The movie’s failure has been widely documented over the years, and it’s a situation that has often played out in reverse when movies are turned into video games: Key creative forces were left on the sidelines, and the result was a creative vision run amok.
“It was a situation where, unfortunately, we did not have a hands-on role,” Fils-Aime said. “We did not play a key brand champion type of role in [the making of that movie], which worked out so horribly.”
Super Mario left behind scar tissue that compelled Nintendo to steer clear of similarly high-profile licensing partnerships for many years after that. It wasn’t until recently that the attitude started to shift.
There’s the ongoing Dark Horse Comics partnership. There are the completely unexpected and totally wild leans into the fashion world, with Vans, with Uniqlo, and with LeSportsac. And of course, there’s the lingering promise of a Universal Studios theme park.
“What’s different is that as we do these relationships today, we very much are the brand steward,” Fils-Aime explained. “That’s what makes these so special. When you have that care, it really shows in the execution.”
It’s almost a no-brainer in this era of cinematic universes and other types of branded crossovers. Of course Nintendo is seeking these partnerships, and working closely with each one to ensure a certain degree of creative integrity.
That type of thinking wasn’t always a no-brainer, however. The Super Mario movie is hardly a lone example. It’s taken time for the market to figure out how a good meeting of the brands can work. So now, Nintendo — armed with the hard experience of past failures and a growing awareness of its own position of prominence in the broader world of pop culture — knows what needs to be done.
“Our approach is to do [these licensing partnerships] in a way that, when the consumer sees it, they say to themselves, ‘Wow. I didn’t expect that, but isn’t it cool,'” Fils-Aime explained.

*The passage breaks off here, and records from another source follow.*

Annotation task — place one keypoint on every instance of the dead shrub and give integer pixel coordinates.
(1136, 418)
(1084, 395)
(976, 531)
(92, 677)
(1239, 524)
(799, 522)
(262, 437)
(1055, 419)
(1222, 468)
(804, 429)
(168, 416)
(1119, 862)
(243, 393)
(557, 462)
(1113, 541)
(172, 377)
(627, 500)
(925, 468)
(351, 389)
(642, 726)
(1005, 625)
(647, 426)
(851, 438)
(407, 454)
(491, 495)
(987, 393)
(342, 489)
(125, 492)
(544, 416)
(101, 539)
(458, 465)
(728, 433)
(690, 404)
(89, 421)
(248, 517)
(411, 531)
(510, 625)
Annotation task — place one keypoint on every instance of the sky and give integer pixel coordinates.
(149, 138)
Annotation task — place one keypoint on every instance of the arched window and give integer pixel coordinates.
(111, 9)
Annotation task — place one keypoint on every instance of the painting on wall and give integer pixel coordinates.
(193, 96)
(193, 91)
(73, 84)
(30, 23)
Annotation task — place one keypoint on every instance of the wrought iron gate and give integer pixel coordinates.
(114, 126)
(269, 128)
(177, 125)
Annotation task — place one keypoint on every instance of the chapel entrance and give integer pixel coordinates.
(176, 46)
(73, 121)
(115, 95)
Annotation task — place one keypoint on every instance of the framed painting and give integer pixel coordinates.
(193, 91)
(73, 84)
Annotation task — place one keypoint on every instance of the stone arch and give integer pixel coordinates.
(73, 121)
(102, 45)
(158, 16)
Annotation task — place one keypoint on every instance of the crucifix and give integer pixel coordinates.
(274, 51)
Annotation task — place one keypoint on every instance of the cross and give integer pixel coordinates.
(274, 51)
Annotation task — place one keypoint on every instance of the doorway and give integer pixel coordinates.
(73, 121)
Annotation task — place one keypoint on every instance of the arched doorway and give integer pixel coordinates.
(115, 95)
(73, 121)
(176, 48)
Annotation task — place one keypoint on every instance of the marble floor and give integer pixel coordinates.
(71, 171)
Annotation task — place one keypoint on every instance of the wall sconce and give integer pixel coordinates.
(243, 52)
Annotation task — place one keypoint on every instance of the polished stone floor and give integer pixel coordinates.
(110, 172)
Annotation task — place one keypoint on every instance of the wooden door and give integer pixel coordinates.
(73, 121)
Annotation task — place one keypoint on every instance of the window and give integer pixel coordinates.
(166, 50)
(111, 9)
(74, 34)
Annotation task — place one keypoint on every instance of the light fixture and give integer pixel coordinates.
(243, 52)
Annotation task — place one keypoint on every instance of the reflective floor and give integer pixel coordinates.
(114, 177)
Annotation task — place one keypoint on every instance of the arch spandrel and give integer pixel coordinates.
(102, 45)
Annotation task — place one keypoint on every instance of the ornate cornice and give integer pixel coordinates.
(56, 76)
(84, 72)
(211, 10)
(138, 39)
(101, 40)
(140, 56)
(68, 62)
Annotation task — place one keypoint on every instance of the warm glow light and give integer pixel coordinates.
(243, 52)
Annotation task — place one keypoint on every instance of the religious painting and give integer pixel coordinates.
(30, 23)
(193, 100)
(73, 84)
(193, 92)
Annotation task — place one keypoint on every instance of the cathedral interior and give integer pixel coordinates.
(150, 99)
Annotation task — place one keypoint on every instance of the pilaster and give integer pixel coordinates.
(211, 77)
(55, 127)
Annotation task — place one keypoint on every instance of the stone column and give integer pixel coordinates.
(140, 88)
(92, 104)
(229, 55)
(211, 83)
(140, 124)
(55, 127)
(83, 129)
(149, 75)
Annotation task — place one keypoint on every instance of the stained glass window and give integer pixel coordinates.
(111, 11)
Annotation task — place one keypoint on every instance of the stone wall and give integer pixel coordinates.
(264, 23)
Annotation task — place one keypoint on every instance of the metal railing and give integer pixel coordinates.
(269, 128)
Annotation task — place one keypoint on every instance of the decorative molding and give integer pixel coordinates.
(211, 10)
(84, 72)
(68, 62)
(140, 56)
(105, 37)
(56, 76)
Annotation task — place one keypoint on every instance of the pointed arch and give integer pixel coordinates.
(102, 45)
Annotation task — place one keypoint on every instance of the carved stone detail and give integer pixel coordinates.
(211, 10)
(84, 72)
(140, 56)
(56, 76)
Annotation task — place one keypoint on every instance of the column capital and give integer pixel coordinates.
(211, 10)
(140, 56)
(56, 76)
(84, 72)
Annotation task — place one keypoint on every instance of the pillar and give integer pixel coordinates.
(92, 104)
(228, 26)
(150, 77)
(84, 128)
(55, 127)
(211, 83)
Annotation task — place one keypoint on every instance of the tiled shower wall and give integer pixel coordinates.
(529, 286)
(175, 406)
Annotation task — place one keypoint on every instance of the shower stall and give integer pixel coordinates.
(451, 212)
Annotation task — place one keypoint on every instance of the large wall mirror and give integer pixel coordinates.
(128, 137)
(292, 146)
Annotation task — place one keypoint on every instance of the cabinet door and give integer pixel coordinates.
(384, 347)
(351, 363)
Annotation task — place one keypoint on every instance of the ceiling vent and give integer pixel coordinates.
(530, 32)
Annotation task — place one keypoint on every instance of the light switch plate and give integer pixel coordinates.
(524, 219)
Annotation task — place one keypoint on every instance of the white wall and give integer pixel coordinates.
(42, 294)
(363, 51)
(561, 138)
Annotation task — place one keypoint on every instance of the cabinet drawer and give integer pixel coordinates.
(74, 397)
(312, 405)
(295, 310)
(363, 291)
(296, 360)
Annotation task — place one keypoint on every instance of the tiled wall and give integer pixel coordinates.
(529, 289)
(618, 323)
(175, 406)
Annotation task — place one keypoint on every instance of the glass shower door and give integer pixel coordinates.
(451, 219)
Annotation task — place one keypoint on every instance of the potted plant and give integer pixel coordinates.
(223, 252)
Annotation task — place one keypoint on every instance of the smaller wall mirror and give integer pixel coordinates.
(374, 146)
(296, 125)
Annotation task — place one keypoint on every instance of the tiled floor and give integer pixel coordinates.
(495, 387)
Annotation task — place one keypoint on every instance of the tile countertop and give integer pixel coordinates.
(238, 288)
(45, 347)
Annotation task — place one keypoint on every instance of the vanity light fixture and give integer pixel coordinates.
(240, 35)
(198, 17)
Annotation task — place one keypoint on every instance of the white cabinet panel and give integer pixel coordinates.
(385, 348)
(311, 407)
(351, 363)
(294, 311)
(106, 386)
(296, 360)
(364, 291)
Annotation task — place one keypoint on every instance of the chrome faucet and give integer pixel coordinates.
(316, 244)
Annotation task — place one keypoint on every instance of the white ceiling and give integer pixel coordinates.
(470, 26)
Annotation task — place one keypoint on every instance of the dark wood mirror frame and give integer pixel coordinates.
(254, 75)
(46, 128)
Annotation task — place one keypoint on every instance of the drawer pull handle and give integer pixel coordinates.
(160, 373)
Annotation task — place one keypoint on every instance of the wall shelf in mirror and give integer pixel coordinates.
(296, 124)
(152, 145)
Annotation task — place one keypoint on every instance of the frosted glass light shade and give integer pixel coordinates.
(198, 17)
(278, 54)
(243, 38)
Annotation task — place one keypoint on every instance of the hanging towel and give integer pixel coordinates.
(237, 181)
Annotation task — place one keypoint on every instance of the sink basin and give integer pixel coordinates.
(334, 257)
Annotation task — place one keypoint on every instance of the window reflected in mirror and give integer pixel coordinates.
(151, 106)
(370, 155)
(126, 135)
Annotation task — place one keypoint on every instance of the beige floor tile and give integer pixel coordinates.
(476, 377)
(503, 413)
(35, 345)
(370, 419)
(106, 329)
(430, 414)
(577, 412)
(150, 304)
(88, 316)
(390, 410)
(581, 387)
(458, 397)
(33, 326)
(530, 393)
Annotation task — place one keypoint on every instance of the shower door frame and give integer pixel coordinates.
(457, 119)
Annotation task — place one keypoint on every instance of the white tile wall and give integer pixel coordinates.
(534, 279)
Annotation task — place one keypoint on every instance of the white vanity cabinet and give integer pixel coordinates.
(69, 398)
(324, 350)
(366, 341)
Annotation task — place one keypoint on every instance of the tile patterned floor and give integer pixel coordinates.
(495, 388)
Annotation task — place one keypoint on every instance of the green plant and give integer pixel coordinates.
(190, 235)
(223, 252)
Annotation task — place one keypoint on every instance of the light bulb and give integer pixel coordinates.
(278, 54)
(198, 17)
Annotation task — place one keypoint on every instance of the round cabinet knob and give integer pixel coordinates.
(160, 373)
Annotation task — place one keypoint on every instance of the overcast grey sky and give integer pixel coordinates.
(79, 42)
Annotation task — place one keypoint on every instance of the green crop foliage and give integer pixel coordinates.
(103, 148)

The results, he added, speak for themselves. Look at Vans. The apparel company has had branded product lines before, and they’re almost always a limited edition proposition. But when the 2015 line of Nintendo-branded Vans products launched, everything sold out almost immediately.
“It was so shocking to them that they actually went back and restarted the production lines to do more, which they have historically never done,” Fils-Aime said, adding that it was a similar situation with Uniqlo.
“There was anticipation of a certain level of [sales]; what actually happened blew away all of their expectations, [so] they went back and produced more.”
In many ways, Nintendo’s approach to these more recent partnerships mirror the company’s own philosophy when it comes to gaming hardware and software: Give the people what they want, but in ways that stand to surprise them.
“We want our fans to celebrate their love for our intellectual property beyond being able to play those games, and we’re thrilled that we’re able to deliver on that,” Fils-Aime said.
“Doing it in unique and unexpected ways has really been stellar for us.”